The Louth club have kicked off the 2026 season with two wins (and two clean sheets) from their opening pair of games after comfortably beating the Blues 2-0 last night, with early strikes from Shane Farrell and Mark Doyle’s sending Drogs to the top of the table.
Doherty was made aware of some comments from the opposition camp in the Blues’ match preview, which appear to be from defender John Mahon, who said “when you’re coming up against Drogheda, you know what you’re going to face. Lots of long balls,” although the 45-year-old did not directly name Mahon himself.
And speaking after the home victory, Doherty opened up on the “lazy” perception of his side from some quarters, insisting Drogheda are far more than a ‘set-piece and long ball’ team as he hailed his side for maintaining their 100pc start to the new campaign.
“It's a great strike (by Farrell) and then the second goal is really good play. An excellent goal. I'm not going to get into it now, but the stuff that is said about us… like we can play football as well, you know?,” said Doherty, speaking to the Irish Independent.
“It’s almost like (people think) it’s the only way (we can play). It's lazy, but honestly I don't really care. I just love when we play like that and score goals like the second one because my coaching team can be labelled as ‘they play that way, defensive, it’s just set pieces, it’s all long ball stuff’. We're more than that.
Shane Farrell celebrates after opening the scoring for Drogheda in their victory over Waterford. Photo: Ben McShane
Shane Farrell celebrates after opening the scoring for Drogheda in their victory over Waterford. Photo: Ben McShane
“In fact, one of their players mentioned in their pre-match things on Thursday about us being a ‘long ball’ team. We're more than that.

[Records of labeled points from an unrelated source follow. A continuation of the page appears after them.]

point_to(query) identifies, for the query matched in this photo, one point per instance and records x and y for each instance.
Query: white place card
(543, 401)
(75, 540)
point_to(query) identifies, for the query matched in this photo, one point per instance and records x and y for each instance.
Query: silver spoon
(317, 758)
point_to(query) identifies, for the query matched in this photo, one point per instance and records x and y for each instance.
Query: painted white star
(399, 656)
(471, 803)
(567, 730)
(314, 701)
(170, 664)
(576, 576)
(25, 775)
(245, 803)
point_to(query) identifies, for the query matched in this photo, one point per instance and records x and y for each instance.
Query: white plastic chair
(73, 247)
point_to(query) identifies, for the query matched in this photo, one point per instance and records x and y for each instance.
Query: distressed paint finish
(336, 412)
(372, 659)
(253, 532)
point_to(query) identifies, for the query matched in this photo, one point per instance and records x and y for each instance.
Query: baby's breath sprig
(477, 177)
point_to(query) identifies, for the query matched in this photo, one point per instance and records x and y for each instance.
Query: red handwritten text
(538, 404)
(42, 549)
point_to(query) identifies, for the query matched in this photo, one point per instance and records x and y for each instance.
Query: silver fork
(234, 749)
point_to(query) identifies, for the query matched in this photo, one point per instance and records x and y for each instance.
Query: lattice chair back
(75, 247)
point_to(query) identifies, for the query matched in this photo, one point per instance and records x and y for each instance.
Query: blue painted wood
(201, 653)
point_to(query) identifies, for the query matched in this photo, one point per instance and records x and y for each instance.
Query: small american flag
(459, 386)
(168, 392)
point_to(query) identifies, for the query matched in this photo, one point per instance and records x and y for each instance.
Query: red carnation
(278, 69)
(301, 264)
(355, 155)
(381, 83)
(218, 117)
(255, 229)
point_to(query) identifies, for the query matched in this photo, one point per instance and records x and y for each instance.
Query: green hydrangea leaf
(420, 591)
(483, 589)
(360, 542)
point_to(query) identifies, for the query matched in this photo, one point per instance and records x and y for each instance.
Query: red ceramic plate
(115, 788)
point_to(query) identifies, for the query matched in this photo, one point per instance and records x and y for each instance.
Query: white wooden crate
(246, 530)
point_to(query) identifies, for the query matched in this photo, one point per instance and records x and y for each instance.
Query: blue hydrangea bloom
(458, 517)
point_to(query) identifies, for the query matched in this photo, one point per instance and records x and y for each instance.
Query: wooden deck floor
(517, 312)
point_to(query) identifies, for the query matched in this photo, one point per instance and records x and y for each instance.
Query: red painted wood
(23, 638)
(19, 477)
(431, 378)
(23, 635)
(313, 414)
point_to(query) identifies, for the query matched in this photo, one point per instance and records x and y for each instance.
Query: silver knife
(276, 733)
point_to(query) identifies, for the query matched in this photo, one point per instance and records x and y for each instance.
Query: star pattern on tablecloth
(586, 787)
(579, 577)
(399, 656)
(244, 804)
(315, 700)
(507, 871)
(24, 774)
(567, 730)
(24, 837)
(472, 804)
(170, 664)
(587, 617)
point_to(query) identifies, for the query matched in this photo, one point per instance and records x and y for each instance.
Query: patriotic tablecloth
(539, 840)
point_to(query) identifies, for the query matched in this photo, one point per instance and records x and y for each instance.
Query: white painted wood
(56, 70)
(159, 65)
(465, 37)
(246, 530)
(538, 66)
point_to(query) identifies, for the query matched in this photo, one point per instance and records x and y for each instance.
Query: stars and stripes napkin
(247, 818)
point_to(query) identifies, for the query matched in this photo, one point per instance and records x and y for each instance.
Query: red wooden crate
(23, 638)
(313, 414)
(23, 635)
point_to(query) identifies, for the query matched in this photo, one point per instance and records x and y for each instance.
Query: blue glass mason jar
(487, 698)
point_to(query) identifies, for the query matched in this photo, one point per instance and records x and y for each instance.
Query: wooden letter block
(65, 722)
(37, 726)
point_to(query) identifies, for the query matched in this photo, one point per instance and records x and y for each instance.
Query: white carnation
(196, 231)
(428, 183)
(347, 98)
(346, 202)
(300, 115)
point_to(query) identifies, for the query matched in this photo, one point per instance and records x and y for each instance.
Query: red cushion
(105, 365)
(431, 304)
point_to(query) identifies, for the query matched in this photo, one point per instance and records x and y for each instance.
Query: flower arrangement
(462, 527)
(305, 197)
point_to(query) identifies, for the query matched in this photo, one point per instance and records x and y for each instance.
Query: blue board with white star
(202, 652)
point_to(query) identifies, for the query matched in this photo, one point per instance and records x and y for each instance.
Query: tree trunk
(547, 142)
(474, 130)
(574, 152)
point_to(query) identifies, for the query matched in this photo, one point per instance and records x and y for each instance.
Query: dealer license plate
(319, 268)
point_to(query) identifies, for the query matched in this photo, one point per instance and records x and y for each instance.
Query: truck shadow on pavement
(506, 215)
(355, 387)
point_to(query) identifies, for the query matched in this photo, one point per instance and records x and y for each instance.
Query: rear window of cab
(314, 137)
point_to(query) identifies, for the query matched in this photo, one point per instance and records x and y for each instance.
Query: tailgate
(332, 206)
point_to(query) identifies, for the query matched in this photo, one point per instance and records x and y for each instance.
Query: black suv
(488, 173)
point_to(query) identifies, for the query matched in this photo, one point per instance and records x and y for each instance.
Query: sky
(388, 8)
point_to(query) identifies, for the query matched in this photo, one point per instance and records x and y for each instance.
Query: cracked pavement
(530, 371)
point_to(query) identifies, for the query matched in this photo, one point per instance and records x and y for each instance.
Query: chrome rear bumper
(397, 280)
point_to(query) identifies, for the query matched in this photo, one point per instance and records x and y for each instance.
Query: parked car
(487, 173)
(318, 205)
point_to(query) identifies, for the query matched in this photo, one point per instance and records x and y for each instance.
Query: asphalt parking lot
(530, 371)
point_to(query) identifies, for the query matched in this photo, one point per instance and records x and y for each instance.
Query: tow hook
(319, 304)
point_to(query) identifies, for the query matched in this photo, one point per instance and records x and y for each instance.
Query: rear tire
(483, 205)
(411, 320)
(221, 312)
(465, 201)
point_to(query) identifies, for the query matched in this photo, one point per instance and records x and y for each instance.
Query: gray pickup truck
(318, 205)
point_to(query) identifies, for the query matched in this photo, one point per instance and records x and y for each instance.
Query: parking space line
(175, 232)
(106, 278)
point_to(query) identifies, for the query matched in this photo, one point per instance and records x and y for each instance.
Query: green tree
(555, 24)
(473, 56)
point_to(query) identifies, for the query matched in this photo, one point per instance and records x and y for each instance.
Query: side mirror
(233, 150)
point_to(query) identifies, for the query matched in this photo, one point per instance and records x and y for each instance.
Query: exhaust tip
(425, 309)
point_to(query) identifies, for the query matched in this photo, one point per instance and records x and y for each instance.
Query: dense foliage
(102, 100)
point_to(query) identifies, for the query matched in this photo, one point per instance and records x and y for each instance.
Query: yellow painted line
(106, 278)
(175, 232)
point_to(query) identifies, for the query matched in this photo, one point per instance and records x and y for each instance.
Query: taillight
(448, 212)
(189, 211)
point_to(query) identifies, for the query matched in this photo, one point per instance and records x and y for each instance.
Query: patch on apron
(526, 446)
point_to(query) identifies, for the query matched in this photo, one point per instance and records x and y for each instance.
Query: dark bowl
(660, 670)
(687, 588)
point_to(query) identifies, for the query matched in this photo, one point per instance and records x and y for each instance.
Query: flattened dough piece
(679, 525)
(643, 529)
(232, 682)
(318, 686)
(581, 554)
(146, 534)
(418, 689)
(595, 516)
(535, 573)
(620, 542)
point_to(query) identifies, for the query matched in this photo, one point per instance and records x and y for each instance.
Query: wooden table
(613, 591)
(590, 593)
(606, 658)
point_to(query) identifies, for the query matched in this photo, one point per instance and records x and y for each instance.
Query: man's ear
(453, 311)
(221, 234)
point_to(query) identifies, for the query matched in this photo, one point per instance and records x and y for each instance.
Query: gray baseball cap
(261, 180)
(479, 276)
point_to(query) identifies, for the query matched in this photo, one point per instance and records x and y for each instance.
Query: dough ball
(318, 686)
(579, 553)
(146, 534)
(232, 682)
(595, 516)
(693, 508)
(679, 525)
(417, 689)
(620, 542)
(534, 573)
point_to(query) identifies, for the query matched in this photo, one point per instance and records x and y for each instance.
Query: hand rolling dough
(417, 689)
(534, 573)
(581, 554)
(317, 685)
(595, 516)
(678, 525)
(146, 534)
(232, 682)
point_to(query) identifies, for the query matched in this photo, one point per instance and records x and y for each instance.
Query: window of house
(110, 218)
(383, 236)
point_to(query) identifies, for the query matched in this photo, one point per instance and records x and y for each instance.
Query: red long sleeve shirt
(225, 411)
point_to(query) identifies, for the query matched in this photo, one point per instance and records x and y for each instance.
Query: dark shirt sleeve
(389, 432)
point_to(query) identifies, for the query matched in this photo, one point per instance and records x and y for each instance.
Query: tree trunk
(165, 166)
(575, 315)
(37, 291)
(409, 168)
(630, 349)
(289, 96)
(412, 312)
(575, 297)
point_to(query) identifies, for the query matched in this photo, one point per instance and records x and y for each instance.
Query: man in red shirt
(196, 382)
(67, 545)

“I'm not saying we're Barcelona or anything, we make the most of what we have, but some of the goals we’ve scored over the years, like in Tallaght (against Shamrock Rovers) after about 20 passes, that gets forgotten about.
“Look, I'm not looking for… I don't care what people think, it just shows you that maybe we can play a bit and have quality. What was said about Brandon Kavanagh when we signed him? ‘Oh, they will need to get him to do the work.’ Tonight, quality-wise he was really good, but he worked like he always does, absolutely brilliant.
“I get accused of, ‘he uses all of this stuff as motivation’ and sometimes I do, but genuinely, I don't care what people say about us. It is what is in our dressing room and on the pitch that is important.
“I'm bringing it up because I just think that my players, it's not about me or Daire, I think the players deserve more credit and respect at times. But if you start saying that people think ‘oh look, they are top of the league after two games, they think they’re great’. You know what I mean?
“It was a good win and we’ll move on. We have a big game next week that we're all looking forward to.”
Facing their first Louth derby of the season away to newly-promoted Dundalk next Friday, Doherty was impressed by his side’s performance against Jon Daly’s Blues.
“I have to give massive credit to the ground staff and the staff at the club for getting the game to go ahead,” he added, as United Park passed a pitch inspection on Friday afternoon on a day when two matches in the capital were postponed.
“When the Waterford team came in, we analysed them to death all week, but you look at them and think ‘that's a really, really good team,’ It took them a lot to put that team together, some serious players and some serious moves they had to make. Any team with Tommy Lonergan and Pádraig Amond up top, Conan Noonan and Evan McLaughlin too, top quality players. We had to be on our guard and I thought we were.
“So for us to come out and play the way we did, and to start the way we did, was good. And then we probably controlled a lot of it. Luke (Dennison) didn't have any real saves to make but I thought we could have actually got another goal. The goals we got were great, so it was a good night.”